Since the Series of AI conferences by the BCS Specialist Group on AI has been useful the last two times, I decided to submit yet another paper there. Again, I’m currently working with the agriculture data for yield prediction.
The question this time is: Which of the features in the data sets I have are actually useful for yield prediction? In recent publications I have done some research into different regression models which enable yield prediction. Taking this a step further, I’m now looking at feature selection. There’s a lot of research in that area (but mostly on classification, not regression) and I’m not quite finished getting to grips with it. Nevertheless, the central story line is emerging. In the SGAI AI-2009 paper I have developed or adapted a feature selection approach which uses forward selection (i.e. starting with an empty set of features and subsequently adding the most promising ones).
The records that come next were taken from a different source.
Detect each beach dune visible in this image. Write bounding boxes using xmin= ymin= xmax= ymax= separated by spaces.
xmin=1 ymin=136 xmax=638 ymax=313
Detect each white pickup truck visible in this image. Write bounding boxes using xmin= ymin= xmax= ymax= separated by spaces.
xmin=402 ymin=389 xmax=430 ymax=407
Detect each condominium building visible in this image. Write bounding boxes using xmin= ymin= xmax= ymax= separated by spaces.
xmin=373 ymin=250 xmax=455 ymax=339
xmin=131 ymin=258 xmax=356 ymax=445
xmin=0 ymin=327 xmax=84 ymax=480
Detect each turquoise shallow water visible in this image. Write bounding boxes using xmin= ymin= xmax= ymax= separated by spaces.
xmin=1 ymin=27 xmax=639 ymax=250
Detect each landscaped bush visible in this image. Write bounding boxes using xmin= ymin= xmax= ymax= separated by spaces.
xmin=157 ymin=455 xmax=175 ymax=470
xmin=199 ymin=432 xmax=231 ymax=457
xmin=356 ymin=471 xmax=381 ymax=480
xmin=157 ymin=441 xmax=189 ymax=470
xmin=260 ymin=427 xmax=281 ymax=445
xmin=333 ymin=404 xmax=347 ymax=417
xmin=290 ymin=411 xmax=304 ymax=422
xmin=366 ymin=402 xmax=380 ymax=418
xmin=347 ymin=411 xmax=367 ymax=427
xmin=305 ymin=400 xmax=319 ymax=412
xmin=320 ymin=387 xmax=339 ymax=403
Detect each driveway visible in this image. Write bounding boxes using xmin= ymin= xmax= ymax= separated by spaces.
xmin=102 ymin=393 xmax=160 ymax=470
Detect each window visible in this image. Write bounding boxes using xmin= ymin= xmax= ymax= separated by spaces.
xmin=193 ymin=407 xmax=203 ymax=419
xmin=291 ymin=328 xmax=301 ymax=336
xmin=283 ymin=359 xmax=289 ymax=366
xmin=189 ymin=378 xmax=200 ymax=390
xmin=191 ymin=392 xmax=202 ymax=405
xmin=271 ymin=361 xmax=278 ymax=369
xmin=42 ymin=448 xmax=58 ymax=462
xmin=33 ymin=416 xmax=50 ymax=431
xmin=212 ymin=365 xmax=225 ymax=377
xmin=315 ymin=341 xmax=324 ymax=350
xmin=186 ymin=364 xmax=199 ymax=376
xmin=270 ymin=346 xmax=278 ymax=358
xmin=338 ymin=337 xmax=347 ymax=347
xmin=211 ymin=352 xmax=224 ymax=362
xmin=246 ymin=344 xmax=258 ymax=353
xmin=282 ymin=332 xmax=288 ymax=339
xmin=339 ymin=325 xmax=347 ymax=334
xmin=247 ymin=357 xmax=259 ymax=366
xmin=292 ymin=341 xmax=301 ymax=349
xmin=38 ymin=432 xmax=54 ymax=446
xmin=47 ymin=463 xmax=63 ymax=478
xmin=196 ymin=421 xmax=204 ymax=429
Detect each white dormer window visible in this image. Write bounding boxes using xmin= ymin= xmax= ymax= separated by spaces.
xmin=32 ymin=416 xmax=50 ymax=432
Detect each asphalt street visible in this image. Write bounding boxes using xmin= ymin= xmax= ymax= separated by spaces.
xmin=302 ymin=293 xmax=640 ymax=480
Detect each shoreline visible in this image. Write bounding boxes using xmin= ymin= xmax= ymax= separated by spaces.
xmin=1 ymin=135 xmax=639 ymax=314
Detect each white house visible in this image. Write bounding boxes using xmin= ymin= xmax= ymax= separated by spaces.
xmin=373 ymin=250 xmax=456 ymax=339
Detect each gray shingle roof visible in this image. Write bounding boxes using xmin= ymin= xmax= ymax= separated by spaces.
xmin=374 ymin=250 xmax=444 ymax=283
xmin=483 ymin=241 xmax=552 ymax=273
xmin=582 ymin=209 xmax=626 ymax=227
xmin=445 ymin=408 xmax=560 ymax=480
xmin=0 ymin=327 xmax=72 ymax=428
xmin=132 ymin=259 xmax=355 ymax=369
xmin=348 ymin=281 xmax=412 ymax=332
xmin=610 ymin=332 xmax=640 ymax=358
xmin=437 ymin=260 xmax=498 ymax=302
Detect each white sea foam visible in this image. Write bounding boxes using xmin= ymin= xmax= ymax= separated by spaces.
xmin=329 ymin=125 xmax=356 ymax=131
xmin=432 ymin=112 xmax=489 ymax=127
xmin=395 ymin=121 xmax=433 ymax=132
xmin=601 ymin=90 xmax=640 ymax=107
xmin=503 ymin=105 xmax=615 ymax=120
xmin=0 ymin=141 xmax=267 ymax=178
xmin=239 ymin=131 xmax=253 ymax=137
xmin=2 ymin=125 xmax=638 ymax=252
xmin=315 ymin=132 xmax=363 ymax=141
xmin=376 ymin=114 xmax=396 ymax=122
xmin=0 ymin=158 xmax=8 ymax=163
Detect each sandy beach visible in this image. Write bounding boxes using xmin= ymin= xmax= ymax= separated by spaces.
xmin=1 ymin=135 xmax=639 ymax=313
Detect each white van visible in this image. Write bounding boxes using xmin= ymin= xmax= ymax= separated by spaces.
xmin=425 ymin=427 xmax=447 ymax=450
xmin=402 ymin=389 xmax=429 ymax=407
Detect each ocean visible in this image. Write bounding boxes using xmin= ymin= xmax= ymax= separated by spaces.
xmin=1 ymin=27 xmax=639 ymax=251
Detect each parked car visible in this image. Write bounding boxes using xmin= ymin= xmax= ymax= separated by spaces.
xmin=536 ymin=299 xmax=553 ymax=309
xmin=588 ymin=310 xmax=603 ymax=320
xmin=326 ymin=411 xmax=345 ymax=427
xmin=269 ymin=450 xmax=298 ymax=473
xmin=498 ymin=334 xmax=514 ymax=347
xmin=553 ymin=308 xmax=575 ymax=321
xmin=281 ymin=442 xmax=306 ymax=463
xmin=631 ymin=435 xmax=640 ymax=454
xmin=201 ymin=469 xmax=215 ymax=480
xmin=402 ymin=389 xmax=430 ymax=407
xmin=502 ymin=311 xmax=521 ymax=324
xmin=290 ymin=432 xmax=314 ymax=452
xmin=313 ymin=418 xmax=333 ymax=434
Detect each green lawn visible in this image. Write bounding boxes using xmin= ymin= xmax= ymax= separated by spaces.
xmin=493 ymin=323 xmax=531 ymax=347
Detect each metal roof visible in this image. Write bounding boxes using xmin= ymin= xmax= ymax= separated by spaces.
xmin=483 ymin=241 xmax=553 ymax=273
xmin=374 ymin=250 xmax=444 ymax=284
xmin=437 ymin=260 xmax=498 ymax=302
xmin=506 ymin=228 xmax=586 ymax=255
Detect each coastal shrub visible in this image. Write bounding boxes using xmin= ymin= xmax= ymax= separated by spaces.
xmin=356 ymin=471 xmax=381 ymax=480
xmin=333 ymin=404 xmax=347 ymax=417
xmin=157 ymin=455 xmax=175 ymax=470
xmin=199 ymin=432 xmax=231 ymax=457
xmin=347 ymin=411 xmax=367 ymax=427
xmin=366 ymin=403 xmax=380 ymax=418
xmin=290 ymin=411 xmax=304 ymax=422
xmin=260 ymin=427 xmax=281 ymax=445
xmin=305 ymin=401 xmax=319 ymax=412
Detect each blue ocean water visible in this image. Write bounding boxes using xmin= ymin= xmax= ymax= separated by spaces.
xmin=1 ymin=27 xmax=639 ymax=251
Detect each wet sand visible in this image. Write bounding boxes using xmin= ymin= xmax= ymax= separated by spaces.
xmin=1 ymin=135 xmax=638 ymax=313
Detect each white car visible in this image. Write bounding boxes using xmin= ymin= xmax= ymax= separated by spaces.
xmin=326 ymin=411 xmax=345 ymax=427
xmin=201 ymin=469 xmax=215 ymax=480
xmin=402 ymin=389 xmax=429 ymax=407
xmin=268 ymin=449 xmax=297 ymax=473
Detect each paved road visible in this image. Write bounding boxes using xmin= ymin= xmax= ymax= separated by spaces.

The subsets are then evaluated using support vector regression and regression trees. In the end, a ranking of the features is presented which points out important (relevant) features and also shows the ones that are redundant or irrelevant.
As mentioned before, I’m now using R for computing, hence the script language will also be changed. I won’t be converting scripts from matlab to R, though. The script for the above SGAI AI-2009 paper (titled: Feature Selection for Wheat Yield Prediction) can be found here: 2009sgai-featuresel.R (or use the script overview)
It also seems as if the central theme of my dissertation will be along the above lines.